VISTA gene expression was upregulated in glioma tissues relative to PBMC of healthy donors (Moroccan cohort). VISTA and PD-1 transcripts expression were performed using RT-PCR analysis. (a) VISTA gene strongly expressed in grade III–IV compared with grade I–II of glioma patients. (b) VISTA mRNA expressionwas significantly increased in advanced glioma (grade IV) compared to grade II. (c) PD-1was highly expressed in advanced glioma grading (grade III–IV). (d) Elevated expression of VISTA gene in glioma tissues (G-Tissues) compared to PBMC of healthy donors (H-PBMC) and PBMC of glioma patients before (pre-G PBMC) and after surgery (post-G PBMC). (e) VISTA was upregulated in high grade glioma tissues (grade III–IV) relative to PBMC of the same patients. Paired t-test was used to make a statistical comparison of VISTA and PD-1 expression between groups. p value less than 0.05 was considered as statistically significant for all statistical analyses.

Figure 2

Immunohistochemical staining of VISTA revealed elevated expression levels in high grade gliomas. Representative staining intensity of VISTA protein was detected in human glioma tissues (Moroccan cohort) using immunohistochemistry assay. (a) Negative control staining in glioma case with Rabbit IgG Isotype Control (magnification × 20). (b) Negative staining of VISTA in low grade glioma (grade I). (c) Positive staining of VISTA in high grade glioma (Glioblastoma IV) (magnification × 20). (d) Positive staining of VISTA on endothelial cells (magnification × 20). (e) Positive staining of VISTA on glioma cells (magnification × 40). (f) Positive staining of VISTA on immune cells in a glioblastoma case (magnification × 20). (g) Expression of VISTA according to glioma grades. Statistical analysis was performed by using a t-test to compare the expression of VISTA between different grades of glioma patients. p value less than 0.05 was considered as statistically significant for all statistical analyses.

Figure 3

VISTA transcripts strongly expressed in high glioma grades in the TCGA cohort and positively correlated with critical immune checkpoint regulators.
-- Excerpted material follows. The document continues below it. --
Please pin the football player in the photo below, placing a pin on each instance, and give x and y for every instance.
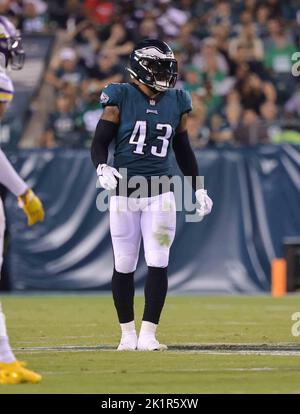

RNAseq of 667 glioma patients of different grades were analyzed using TCGA dataset. (a) VISTA mRNA evaluation revealed high expression in advanced gliomas (grade IV). (b) Astrocytomas showed elevated expression of VISTA compared to oligoastrocytomas and oligodendrogliomas. (c) Mesenchymal and Neural glioma subtypes presented high VISTA expression in comparison with classical and proneural. (d) PD-1, Tim-3 and LAG-3 were upregulated in high grade glioma (glioblastoma).T-test was applied to compare gene expression between different grades and groups of glioma patients. p value less than 0.05 was considered as statistically significant for all statistical analyses.

Figure 4

VISTA expression positively correlated with critical immune checkpoint regulators. (a) VISTA expression was positively correlated with PD-1, Tim-3 and LAG-3. (b) VISTA gene exhibited the highest expression in comparison with other immune checkpoints (Tim-3, PD-1, CTLA-4, LAG-3, TIGIT). Spearman correlation test was used to examine the association of relative gene expression levels between VISTA and other immune checkpoints. Also, the one-way ANOVA test was used to determine the statistical significance of gene expression among different groups of glioma patients. p value less than 0.05 was considered as statistically significant for all statistical analyses.

Figure 5

Increased VISTA transcripts level associated to a poor prognosis of glioma patients in the TCGA dataset. A binary clustering of patients has been performed, using the median as a cut off for patient stratification: one group with a high expression of VISTA and a second one with lower expression. (a) CD4 and CD8 mRNA expression were both elevated in high versus low VISTA expression. (b) The immunomodulatory genes (TGF-β, IL-10 and IFNγ) showed high expression in glioma patients with higher levels of VISTA gene expression. (c) High VISTA expression levels associated with a bad overall survival. (d) Elevated expression of both VISTA and PD-1 correlated with a weak survival. Paired t-test was used to make statistical comparison of gene expression between groups. The prognostic value of VISTA gene was investigated by Log-rank test using the Kaplan–Meier plot. p value less than 0.05 was considered as statistically significant for all statistical analyses.